町並度 5 非俗化度 7 −川運によって繁栄した和紙の町−






水切り瓦の残る商家が散見される伊野の旧市街 旧家を利用した伊野町商工会の建物
 

 伊野町は和紙の産地として全国に名を知られている。
 町域の西部を流れる仁淀川の川港として、近世になり在郷町として徐々に発達していった。国道33号線に面する位置にある椙本神社の門前が町場としてはもっとも古く、それ以後港までの問屋坂(現在の国道筋)に町家が連なっていった。これら商家で取引される物品は主に紙で、今でも残る分厚い屋根を従えた重厚な家々はもと紙商人なのである。
 土佐和紙の名で通る和紙産業は、元来幕府への献上物、藩札の原紙など上質紙として生産されていたものであった。特定の者にのみ製造が許され、製法その他は外部に漏らすことが厳禁されていたものである。
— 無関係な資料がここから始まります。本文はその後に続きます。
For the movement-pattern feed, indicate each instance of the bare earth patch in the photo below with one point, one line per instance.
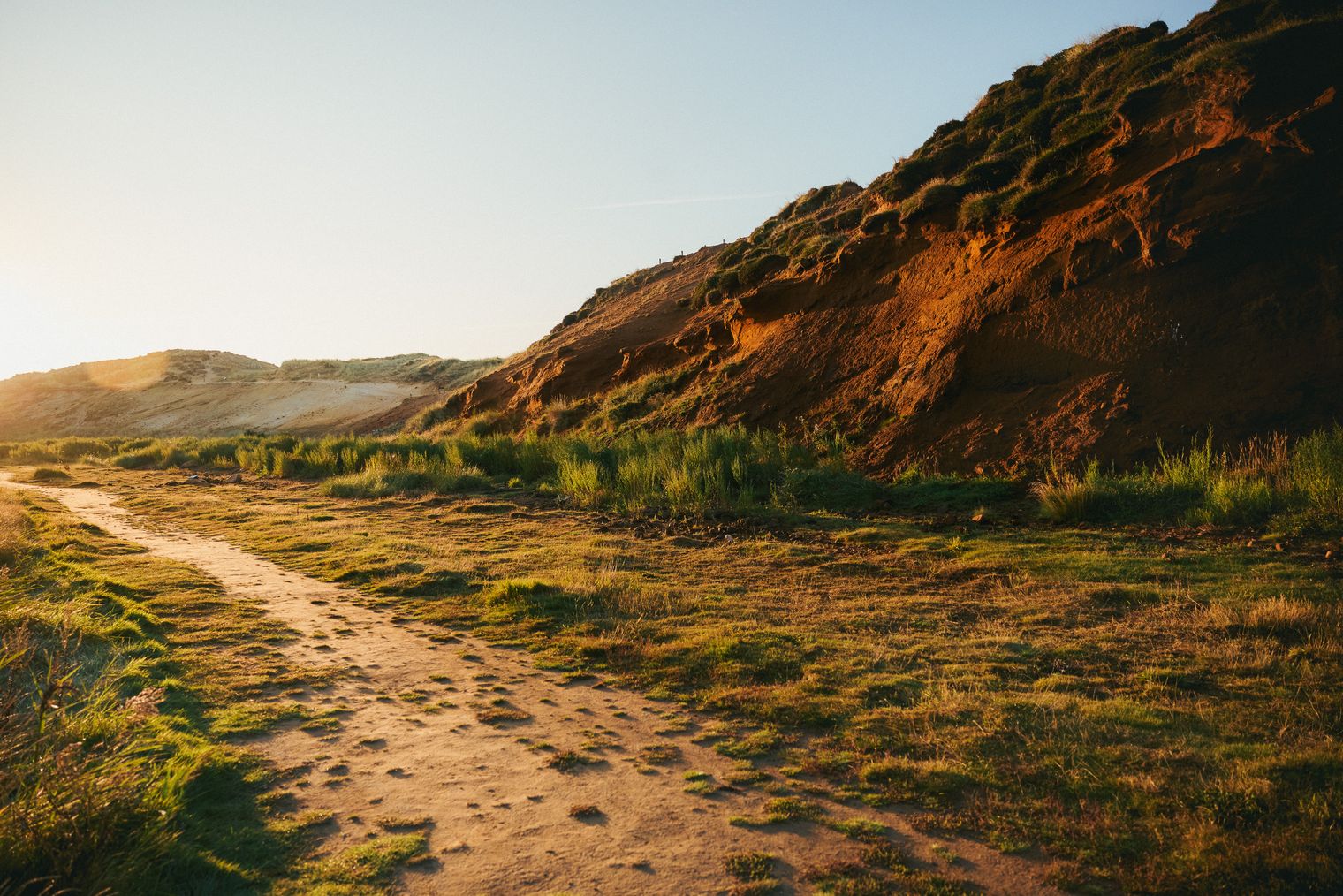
(495, 801)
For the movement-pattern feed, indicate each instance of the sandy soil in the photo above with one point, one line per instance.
(495, 810)
(299, 406)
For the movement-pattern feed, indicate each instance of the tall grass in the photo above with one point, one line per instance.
(1264, 478)
(80, 802)
(697, 470)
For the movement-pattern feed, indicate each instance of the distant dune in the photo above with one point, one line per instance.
(201, 392)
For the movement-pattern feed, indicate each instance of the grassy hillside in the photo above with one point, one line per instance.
(1128, 239)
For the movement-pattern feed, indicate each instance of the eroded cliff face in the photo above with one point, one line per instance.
(1172, 260)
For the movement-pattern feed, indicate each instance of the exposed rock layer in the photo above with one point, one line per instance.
(1177, 265)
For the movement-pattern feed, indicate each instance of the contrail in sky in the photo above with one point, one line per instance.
(685, 201)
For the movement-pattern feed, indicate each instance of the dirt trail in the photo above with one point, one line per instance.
(496, 813)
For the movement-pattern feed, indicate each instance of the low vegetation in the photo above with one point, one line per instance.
(735, 470)
(1131, 669)
(120, 680)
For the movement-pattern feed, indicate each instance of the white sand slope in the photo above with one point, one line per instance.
(216, 392)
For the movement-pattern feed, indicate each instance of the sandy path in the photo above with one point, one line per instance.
(496, 811)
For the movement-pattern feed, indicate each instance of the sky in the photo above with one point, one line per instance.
(330, 178)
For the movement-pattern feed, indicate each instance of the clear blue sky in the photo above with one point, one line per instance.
(299, 178)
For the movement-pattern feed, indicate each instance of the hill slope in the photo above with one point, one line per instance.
(180, 392)
(1135, 239)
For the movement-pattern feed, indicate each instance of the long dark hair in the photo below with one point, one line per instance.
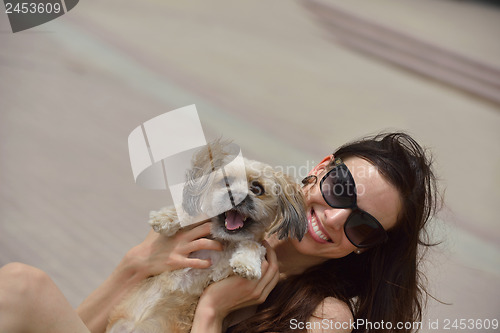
(383, 283)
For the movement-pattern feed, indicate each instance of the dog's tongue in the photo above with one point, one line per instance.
(233, 220)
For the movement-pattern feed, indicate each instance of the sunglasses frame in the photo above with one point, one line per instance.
(339, 165)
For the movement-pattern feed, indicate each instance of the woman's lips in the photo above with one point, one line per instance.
(316, 229)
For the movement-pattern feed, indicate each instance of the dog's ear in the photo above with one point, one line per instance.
(291, 218)
(200, 177)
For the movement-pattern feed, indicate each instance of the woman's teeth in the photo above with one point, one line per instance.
(318, 232)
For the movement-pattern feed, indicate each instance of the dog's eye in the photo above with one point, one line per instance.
(257, 188)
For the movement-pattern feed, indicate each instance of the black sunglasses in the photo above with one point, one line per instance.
(339, 191)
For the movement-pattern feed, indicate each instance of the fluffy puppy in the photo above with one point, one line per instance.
(272, 203)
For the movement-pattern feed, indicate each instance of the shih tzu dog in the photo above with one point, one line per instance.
(266, 201)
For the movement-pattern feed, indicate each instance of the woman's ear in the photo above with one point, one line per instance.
(321, 166)
(360, 250)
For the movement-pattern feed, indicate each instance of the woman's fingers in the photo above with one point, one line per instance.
(203, 244)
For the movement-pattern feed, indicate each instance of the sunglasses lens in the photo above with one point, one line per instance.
(338, 188)
(363, 230)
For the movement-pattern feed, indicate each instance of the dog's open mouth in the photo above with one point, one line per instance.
(234, 220)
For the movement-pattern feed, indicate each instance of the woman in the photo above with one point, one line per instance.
(361, 252)
(367, 207)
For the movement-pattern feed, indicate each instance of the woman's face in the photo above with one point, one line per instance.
(374, 195)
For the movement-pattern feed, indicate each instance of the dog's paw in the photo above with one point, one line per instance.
(164, 221)
(244, 268)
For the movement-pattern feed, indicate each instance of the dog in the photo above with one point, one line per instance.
(272, 203)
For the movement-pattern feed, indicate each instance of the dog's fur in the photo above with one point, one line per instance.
(167, 302)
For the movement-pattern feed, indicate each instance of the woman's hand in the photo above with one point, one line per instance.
(233, 293)
(158, 253)
(155, 255)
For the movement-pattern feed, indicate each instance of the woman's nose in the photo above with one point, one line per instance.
(336, 217)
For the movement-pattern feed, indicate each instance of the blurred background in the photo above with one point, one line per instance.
(288, 81)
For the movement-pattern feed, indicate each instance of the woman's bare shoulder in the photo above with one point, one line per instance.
(334, 315)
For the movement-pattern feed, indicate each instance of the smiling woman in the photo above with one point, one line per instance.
(358, 263)
(362, 242)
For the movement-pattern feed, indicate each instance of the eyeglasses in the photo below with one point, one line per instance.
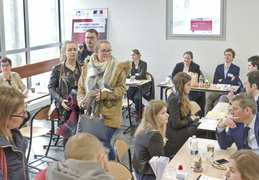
(24, 113)
(91, 37)
(219, 166)
(106, 51)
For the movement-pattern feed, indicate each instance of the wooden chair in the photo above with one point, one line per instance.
(121, 147)
(126, 104)
(119, 171)
(194, 107)
(35, 131)
(151, 95)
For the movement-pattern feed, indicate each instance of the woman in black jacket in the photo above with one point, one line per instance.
(138, 72)
(71, 71)
(180, 124)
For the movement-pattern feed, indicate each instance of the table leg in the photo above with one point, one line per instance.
(161, 93)
(140, 102)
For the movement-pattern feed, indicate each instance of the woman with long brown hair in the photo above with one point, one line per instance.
(179, 126)
(150, 138)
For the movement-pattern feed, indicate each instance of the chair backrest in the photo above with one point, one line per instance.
(121, 147)
(194, 107)
(30, 132)
(151, 95)
(119, 171)
(42, 113)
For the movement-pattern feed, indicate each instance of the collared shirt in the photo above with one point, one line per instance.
(251, 136)
(16, 81)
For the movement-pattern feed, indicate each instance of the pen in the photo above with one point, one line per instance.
(198, 177)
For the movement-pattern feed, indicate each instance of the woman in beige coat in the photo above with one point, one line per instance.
(105, 77)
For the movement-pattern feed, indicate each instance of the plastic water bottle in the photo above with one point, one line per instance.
(38, 87)
(201, 79)
(229, 108)
(180, 173)
(194, 146)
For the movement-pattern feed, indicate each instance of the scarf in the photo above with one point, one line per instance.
(100, 73)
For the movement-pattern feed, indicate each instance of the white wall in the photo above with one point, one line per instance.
(141, 24)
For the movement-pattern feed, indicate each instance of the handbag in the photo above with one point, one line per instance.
(3, 165)
(53, 110)
(93, 123)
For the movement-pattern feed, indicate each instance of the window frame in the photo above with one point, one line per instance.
(28, 49)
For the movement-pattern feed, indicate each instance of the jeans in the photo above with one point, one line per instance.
(109, 133)
(133, 94)
(140, 176)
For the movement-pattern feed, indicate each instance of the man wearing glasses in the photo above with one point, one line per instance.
(87, 49)
(243, 125)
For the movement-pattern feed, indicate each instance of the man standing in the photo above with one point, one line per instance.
(226, 73)
(243, 125)
(91, 37)
(253, 65)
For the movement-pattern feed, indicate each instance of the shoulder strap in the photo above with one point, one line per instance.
(3, 165)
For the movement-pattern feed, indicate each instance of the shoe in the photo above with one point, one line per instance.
(137, 113)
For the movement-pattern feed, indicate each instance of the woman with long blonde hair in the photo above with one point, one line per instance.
(63, 85)
(150, 138)
(243, 165)
(180, 125)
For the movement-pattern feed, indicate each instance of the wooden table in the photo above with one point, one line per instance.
(183, 158)
(35, 96)
(139, 84)
(212, 88)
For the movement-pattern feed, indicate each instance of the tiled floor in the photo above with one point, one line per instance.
(58, 153)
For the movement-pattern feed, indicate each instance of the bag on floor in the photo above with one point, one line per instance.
(93, 123)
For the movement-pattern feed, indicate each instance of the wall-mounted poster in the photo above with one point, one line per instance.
(89, 18)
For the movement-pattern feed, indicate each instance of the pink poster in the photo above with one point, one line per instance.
(89, 19)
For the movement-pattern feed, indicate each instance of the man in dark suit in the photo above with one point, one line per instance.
(87, 48)
(243, 126)
(226, 73)
(253, 65)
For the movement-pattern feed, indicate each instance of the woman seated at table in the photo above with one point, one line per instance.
(243, 165)
(138, 72)
(9, 78)
(181, 123)
(150, 138)
(188, 66)
(12, 145)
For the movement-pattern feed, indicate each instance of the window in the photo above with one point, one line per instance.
(30, 33)
(196, 19)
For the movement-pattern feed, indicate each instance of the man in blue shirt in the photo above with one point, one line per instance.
(242, 128)
(226, 73)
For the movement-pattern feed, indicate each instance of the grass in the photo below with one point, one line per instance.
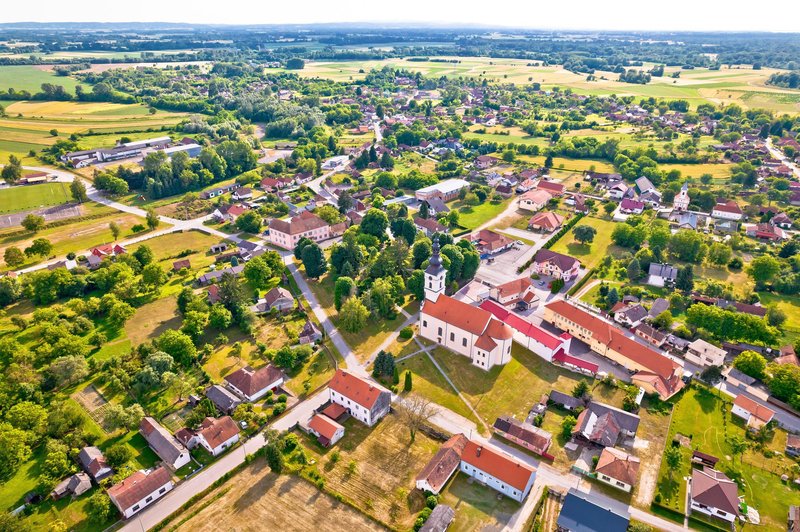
(705, 417)
(23, 198)
(593, 253)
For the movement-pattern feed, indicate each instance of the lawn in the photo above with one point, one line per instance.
(29, 197)
(705, 417)
(386, 465)
(591, 254)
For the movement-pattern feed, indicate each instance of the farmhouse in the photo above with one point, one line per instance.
(555, 265)
(252, 384)
(654, 372)
(171, 452)
(363, 399)
(458, 326)
(140, 490)
(617, 468)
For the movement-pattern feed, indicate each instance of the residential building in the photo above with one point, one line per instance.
(583, 512)
(545, 222)
(617, 468)
(364, 400)
(555, 265)
(705, 354)
(523, 434)
(534, 200)
(171, 452)
(286, 234)
(140, 490)
(327, 431)
(754, 414)
(93, 462)
(467, 330)
(252, 384)
(712, 493)
(653, 371)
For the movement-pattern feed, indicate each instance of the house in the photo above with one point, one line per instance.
(517, 292)
(225, 400)
(92, 461)
(428, 226)
(631, 206)
(617, 468)
(584, 512)
(278, 298)
(327, 431)
(216, 435)
(534, 200)
(712, 493)
(440, 519)
(727, 210)
(364, 400)
(650, 334)
(681, 200)
(171, 452)
(74, 485)
(490, 243)
(754, 414)
(545, 222)
(497, 470)
(252, 384)
(446, 190)
(605, 425)
(565, 401)
(441, 467)
(661, 274)
(523, 434)
(653, 371)
(140, 489)
(555, 265)
(705, 354)
(467, 330)
(286, 234)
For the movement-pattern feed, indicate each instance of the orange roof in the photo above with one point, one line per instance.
(324, 426)
(359, 390)
(757, 410)
(500, 466)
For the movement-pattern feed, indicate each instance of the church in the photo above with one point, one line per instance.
(469, 331)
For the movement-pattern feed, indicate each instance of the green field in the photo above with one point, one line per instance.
(23, 198)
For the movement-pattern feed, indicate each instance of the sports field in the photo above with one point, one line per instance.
(24, 198)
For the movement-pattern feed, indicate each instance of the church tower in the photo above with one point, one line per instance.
(435, 274)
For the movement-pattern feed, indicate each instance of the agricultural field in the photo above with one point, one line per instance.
(29, 197)
(258, 499)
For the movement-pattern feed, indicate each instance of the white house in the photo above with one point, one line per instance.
(458, 326)
(364, 400)
(140, 490)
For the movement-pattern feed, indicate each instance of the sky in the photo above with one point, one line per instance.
(675, 15)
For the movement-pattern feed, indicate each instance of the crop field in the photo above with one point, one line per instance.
(23, 198)
(744, 86)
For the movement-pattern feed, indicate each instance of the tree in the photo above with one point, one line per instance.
(78, 190)
(353, 316)
(751, 363)
(152, 219)
(674, 459)
(13, 256)
(249, 222)
(584, 233)
(415, 412)
(314, 261)
(33, 222)
(567, 425)
(763, 269)
(685, 279)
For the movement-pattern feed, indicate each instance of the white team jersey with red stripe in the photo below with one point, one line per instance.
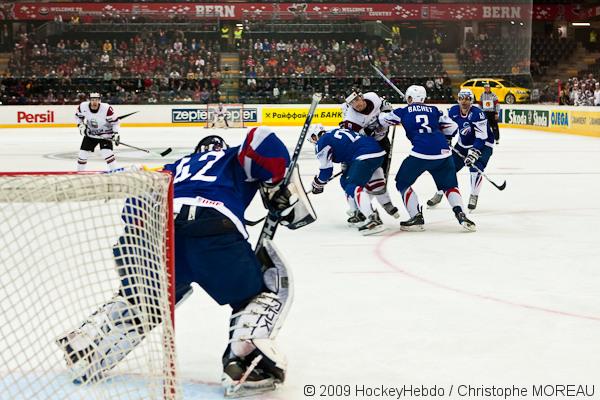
(356, 120)
(102, 122)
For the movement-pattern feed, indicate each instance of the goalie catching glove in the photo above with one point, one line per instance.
(318, 186)
(290, 203)
(472, 156)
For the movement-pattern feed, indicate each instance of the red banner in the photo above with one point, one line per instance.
(310, 11)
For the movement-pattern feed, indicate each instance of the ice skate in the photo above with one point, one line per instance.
(473, 202)
(241, 380)
(372, 225)
(435, 200)
(415, 224)
(356, 218)
(391, 210)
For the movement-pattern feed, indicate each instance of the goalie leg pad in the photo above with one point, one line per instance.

18世紀前半には藩が御蔵紙制度を布告、これは規定量を御蔵に納入し、後は自由に商売してよいとするもので、これにより農家の副業的な生産も行われるようになり、紙漉きが本格的に盛んになっていった。
 このような基盤と、前述の川港としての発展もあり伊野は土佐における和紙産業の中心的位置を占め、明治維新後の完全な商売自由化の後、明治19年には伊野製紙会社が設立され、現在まで揺ぎない地位を保っている。
 もっとも現在では工場における大量生産の時代となり、手漉き和紙の業者は僅か8軒しかないという。「向こう側が透けて見えるほど薄いのに丈夫で破れない」と言われる伝統的な土佐和紙の伝統の火を消すまいと、実用的なものから独自の手工芸的な紙製品をも手掛けるようになっている。
 しかしそれでも、町場での紙生産の全盛期だった頃の家々を多く見受けることが出来る。国道沿いの旧問屋坂をはじめ、椙本神社前に続く街路沿いに、鮮やかな格子を残し虫籠窓をつけた旧家群が、時を忘れたように佇んでいた。そして漆喰に塗込められた土蔵などの側面には、土佐独特の貼り瓦(水切り瓦)が見られる。
 近くには紙の博物館など観光客を迎え入れる施設が出来ているが、古い家々の残る地区は一般にはほとんど知られていないようで散策する人々もほとんどない。旧家も外の眼を意識して修繕されている様子はほとんど見られないが、それだけに無作為に更新が進む恐れも秘めている。博物館だけでなく、商家の家々こそが紙産業の歴史の深さを証明するものであり、建替えに何らかの歯止め手段をかけてほしいところだ。
 
 






 連続した家並はそれほど多くありませんが椙本神社門前にはある程度見られます。  問屋坂には非常に大きな構えの商家群が残ります。但し現在は交通量が多い国道沿いとなっておりじっくり散策するという雰囲気からは程遠いのが残念です。